By Atilio A. Boron on June 17, 2018
The title of this note fully reflects what is happening in Colombia. If there is one thing to take away from this election is that for the first time in its history the traditional bipartisanship of the right was broken, which had in the past been presented to the electorate masked under different formulas and characters but in the background represented the interests of the dominant establishment. The emergence of a center-left candidacy like that of Gustavo Petro is an authentic and promising breakthrough in Colombian history, and it would not be going out on a limb to say that this marks the beginning of the end of an era. A slow and difficult birth, painful as few others, but whose result sooner rather than later will be the construction of a new political hegemony that displaces the forces that, for two centuries, exercised their domination in Colombia. Never before has a force like this emerged with this substance, which positions itself very favorably with a view to the upcoming regional elections of October 2019 where Colombia Humana could recover the seat of mayor in Bogota and conquer Cali and prepare their cadres with their militancy to the presidential elections of 2022.The result of the second round in the presidential elections of Colombia delivered the victory of the candidate of the right, Iván Duque, who obtained 10,362,080 votes against the 8,028,033 of his rival, Gustavo Petro, candidate of the Colombia Humana coalition. Threatened like never before, the forces of the old Colombian social order regrouped and prevailed by a difference of about twelve percentage points. At the end of the recount, the uribista won 54 percent of the votes while the former mayor of Bogotá reaped 42 percent. The voter turnout was slightly higher than 51 percent, a promising statistic in the face of persistent absenteeism in the polls of a country where voting is not mandatory.
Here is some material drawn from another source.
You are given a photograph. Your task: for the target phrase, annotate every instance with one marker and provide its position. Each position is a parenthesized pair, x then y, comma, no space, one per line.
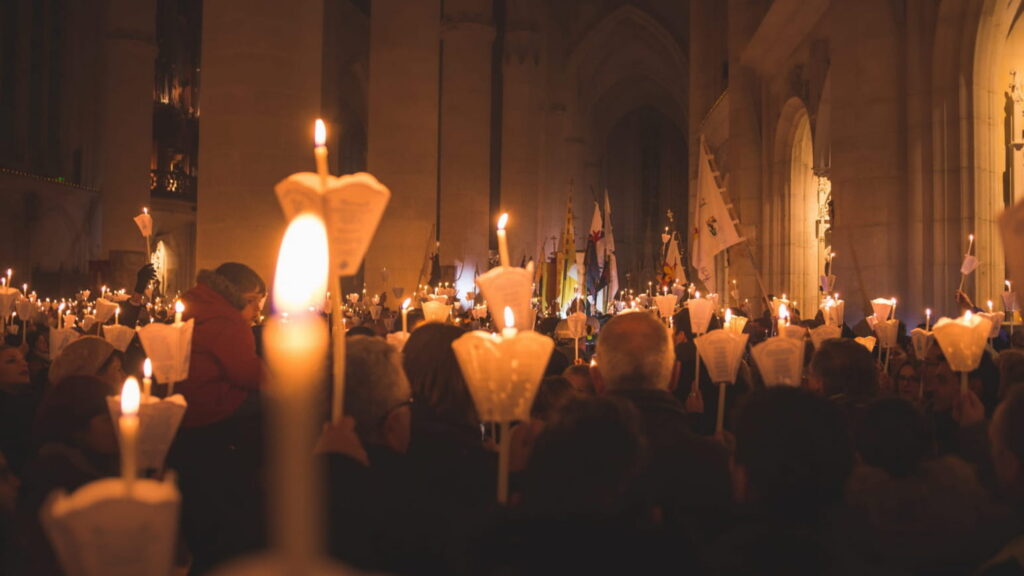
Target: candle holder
(780,361)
Meanwhile, Iván Duque must wage a tremendous uphill battle to fulfill what he promised his boss, Álvaro Uribe; that is to advance over the judicial power, to put an end to the transitional justice designed in the Peace Accords and above all to prevent the former president, the real power behind the throne, from going to jail due to the numerous charges against him for his responsibility in crimes against humanity – among them the “false positives” – and his proven links to the narcos.
In short, something new has begun to be born in Colombia. Still the process has not concluded but the signs are encouraging. Nobody dreamed just three months ago that a center left candidate, who is a former guerrilla fighter, could obtain more than eight million votes.
It happened and nothing should make us think that the tricky bipartisanship of the right can resurrect after this debacle; or that the euphoria aroused in millions of Colombians who with their militancy built the most important political innovation since the murder of Jorge Eliecer Gaitán in 1948 will just dissolve in the air and everything will go back to where it was before. No, we are sure that there will be no going back in Colombia.
Sometimes there are defeats that anticipate future victories. Like those suffered by Salvador Allende in Chile in the 1964 election; or Lula in Brazil in 1998. Why think that something similar could not happen in Colombia? Only those who walk stumble, and the people of Colombia have started marching. It stumbled, but it will get up and sooner rather than later it will give birth to a new country.